The show began with police sirens and then proceeded with people screaming slogans, like the highly controversial ‘Hashtag-Twitter-Tumblr-Instagram’, which may be seen as an attempt to remind us of what the real important things in life are. As the first models stomp out, we quickly understand the show’s major theme: dichotomy. With casual dresses, delicate lines and pastels colors, almost all Vivienne’s models have one thing in common: their outrageous makeup. While some of you may look at it as a sort of Mad Max tribute, those black thick lines across the forehead actually represent robber-masks, and surely call into question the clean and somehow conservative lines of the clothes. Is Vivienne trying to tell us we shouldn’t judge a book by its cover, or is this just another way to explain her ‘Fashion is a Parody’ statement?
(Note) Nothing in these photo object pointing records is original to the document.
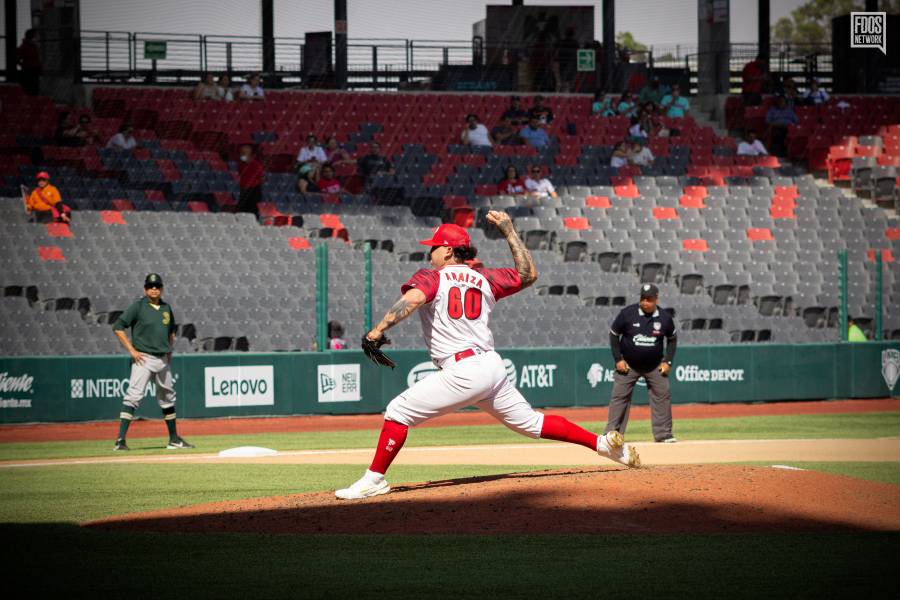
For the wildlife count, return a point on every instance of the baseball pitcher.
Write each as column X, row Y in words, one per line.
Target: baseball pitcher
column 454, row 303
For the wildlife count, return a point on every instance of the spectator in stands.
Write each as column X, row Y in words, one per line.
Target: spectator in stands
column 621, row 154
column 336, row 339
column 789, row 89
column 674, row 105
column 475, row 133
column 81, row 133
column 754, row 78
column 750, row 146
column 779, row 118
column 28, row 57
column 223, row 88
column 651, row 122
column 515, row 114
column 815, row 94
column 636, row 129
column 533, row 134
column 640, row 154
column 45, row 203
column 626, row 106
column 565, row 63
column 602, row 105
column 252, row 90
column 512, row 184
column 504, row 135
column 374, row 163
column 540, row 111
column 311, row 158
column 854, row 332
column 327, row 182
column 124, row 140
column 537, row 186
column 652, row 92
column 206, row 89
column 335, row 155
column 252, row 174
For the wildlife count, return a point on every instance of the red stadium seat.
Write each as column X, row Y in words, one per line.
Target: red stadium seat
column 664, row 212
column 577, row 223
column 112, row 217
column 59, row 230
column 696, row 245
column 299, row 243
column 759, row 234
column 691, row 202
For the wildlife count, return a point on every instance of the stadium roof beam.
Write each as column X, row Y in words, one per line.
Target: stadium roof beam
column 11, row 38
column 764, row 17
column 268, row 31
column 340, row 44
column 609, row 41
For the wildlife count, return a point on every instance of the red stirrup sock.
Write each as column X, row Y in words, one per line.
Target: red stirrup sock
column 392, row 437
column 563, row 430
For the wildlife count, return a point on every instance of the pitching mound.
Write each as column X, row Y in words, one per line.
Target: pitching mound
column 676, row 499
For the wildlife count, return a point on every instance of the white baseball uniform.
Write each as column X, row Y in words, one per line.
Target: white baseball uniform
column 459, row 301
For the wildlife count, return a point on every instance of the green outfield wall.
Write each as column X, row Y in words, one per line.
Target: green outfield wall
column 52, row 389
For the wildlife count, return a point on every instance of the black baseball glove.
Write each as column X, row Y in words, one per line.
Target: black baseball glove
column 372, row 348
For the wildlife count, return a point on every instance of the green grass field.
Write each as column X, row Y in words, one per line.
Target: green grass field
column 47, row 553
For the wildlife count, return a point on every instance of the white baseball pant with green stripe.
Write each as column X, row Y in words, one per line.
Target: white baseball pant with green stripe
column 159, row 369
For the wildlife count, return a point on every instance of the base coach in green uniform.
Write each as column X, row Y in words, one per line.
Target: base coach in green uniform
column 636, row 338
column 152, row 326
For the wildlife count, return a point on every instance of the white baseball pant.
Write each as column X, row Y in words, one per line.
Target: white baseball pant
column 479, row 380
column 159, row 369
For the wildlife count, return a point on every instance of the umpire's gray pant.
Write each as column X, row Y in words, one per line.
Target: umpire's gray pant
column 159, row 369
column 660, row 402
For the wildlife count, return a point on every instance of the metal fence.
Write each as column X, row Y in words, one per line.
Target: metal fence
column 372, row 63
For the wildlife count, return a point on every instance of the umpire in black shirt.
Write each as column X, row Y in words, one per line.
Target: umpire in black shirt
column 636, row 337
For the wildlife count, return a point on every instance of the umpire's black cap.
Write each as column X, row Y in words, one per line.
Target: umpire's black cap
column 648, row 290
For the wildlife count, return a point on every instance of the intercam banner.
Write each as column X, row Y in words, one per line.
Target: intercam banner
column 344, row 382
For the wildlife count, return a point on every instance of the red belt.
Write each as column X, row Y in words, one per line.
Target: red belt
column 464, row 354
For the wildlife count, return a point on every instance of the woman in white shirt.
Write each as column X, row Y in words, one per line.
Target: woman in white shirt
column 620, row 156
column 124, row 140
column 252, row 90
column 310, row 159
column 750, row 146
column 816, row 95
column 206, row 89
column 475, row 133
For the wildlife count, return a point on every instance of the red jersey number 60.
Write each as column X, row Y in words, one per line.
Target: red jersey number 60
column 470, row 303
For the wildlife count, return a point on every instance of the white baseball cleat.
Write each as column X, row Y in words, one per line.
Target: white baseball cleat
column 612, row 445
column 366, row 487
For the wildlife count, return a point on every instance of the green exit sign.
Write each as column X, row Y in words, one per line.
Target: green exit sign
column 154, row 50
column 586, row 60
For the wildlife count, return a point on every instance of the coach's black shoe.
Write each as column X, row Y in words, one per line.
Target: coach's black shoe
column 177, row 443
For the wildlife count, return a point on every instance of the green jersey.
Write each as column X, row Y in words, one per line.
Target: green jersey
column 150, row 325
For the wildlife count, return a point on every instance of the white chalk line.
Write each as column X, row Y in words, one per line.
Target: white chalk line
column 150, row 458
Although the political leitmotiv took most of the audience’s attention, Westwood’s great tailoring skills didn’t go unnoticed. While fitted jackets and elegant ruched frocks remain the undisputed protagonists, folded off-the-shoulders dresses in linens take her signature look to a more delicate level. High-neck kimono dresses and deconstructed oversized chemisiers probably are the most genuinely unconventional pieces of the collection, the pastels colors of which and A-line skirts take the attention away from Westwood’s purposes: make us focus on bigger issues.
Anyway, although most of the pieces show feminine pastels colors, the lineup does have brighter and more vivid tonalities like red, blue and yellow. As for the prints, on the other hand, Vivienne seems to be stuck on the floral graphics. It is interesting to notice that, while most of the jackets have mannish cuts, there is a solo vinyl piece with tied waist that is surely going to become a future must have. Furthermore, as already seen in other collections, with Vivienne’s collection the metallic print trend has another follower.
Punk rock queen par excellence, Vivienne Westwood’s collection seems nothing but puck. However, regarding the fact that fashion is a parody of what it used to be, not being punk might actually be the new punk.